Com uma escrita lenta, mas gradual e de impacto, Hanya escreve com audácia. Há tanto sobre o que eu gostaria de entrar em detalhes, mas antes de tudo, quero me ater ao geral. Uma Vida Pequena é um livro grande, com tantas narrativas dentro de uma só, que é impossível resumi-lo em poucas linhas. Gosto de como, mesmo com tantos personagens, a autora conseguiu dividi-los em partes bem construídas, mesmo com a mudança temporal entre passado e presente, que não confundem o leitor, mas o mantêm ali, empático pela dor, pela amizade, pela fraternidade, pela solidão ou mesmo pela solidariedade a Jude, mas também aos outros personagens. Que são cativantes na mesma proporção em que são desagradáveis. E eu digo desagradáveis porque Hanya constrói uma relação ardilosa entre o leitor e os personagens.

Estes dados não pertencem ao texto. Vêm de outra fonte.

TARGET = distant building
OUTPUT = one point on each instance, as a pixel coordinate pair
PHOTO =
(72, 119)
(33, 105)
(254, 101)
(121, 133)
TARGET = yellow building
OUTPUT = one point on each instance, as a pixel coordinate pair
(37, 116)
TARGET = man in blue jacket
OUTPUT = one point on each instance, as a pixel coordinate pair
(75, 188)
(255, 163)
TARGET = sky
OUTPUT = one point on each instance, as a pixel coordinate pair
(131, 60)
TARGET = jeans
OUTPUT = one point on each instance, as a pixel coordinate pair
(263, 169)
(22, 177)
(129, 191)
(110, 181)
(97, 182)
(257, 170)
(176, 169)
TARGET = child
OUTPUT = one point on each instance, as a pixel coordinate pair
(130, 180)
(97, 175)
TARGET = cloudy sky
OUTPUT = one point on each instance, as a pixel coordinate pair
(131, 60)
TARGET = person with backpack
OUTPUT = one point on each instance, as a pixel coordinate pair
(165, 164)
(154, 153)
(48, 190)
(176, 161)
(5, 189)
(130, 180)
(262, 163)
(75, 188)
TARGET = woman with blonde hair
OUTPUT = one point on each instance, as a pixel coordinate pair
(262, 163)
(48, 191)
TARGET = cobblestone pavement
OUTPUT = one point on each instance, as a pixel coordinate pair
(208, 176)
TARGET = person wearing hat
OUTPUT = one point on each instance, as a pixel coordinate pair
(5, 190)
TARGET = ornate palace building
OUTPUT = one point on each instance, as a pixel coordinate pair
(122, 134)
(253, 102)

Você se torna vigilante por eles, sente raiva por seus erros, comemora seus sucessos, você torce por sua melhora e felicidade, como um amigo.

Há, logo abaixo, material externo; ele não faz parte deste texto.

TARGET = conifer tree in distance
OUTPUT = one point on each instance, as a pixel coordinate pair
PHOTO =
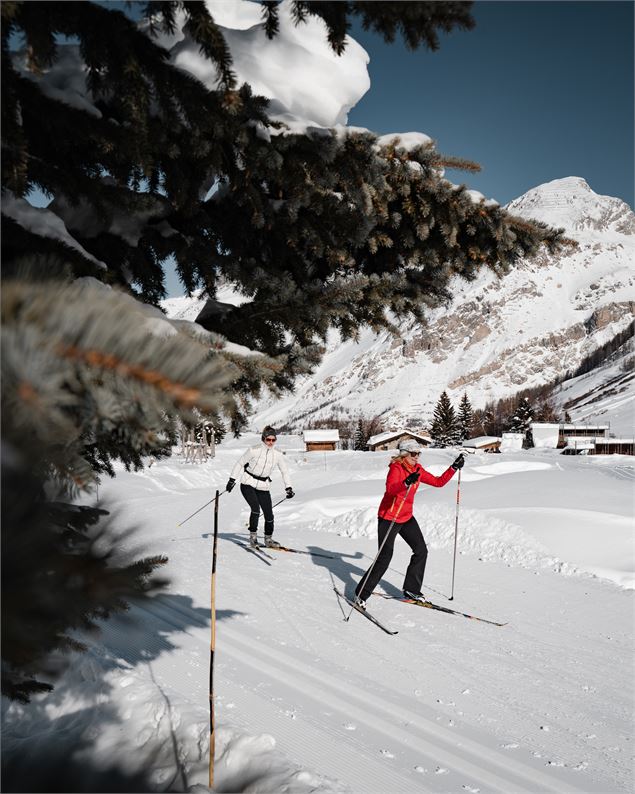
(359, 440)
(465, 418)
(521, 421)
(317, 230)
(445, 428)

?Você pode não entender agora, mas um dia entenderá: o único segredo da amizade, acredito eu, é encontrar pessoas melhores que você, não mais inteligentes, não mais bacanas, mas sim mais bondosas, mais generosas e mais piedosas, e tentar dar ouvidos a elas quando dizem algo sobre você, não importa o quanto seja ruim, ou bom, e confiar nelas, o que é a coisa mais difícil. Mas também a melhor? (p. 248).
E você acompanha a evolução emocional, financeira e profissional dessas pessoas, se comove e se enfurece por elas.

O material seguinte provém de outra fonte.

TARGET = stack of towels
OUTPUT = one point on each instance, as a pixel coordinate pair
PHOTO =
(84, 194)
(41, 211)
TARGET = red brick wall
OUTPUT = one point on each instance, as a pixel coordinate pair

Talvez seja por isso que tantas pessoas se emocionam ao final do livro, no meio dele ou durante toda a leitura.
Em alguns momentos me senti meio anestesiada pelo horror do passado de Jude, não porque tenha sido banalizado, mas por ser algo traumático demais. A autora optou por oferecer não migalhas, mas pedaços da história ao leitor, o que de certa forma, também acompanha o gradual mental de Jude. Ela não entrega de uma vez o passado horrível do personagem, mas o mastiga para você, pois assim como Jude, você também não está ou talvez nunca esteja, pronto para o que vem a seguir. A estabilidade mental de Jude não é algo que possa sequer ser considerado estável, então nada mais justo que sua história não seja derramada de uma vez. Mas isso também te amortece para o que vai sendo entregue, você (leitor) cria suposições e mais ideias sobre o mistério que cerca o passado de Jude.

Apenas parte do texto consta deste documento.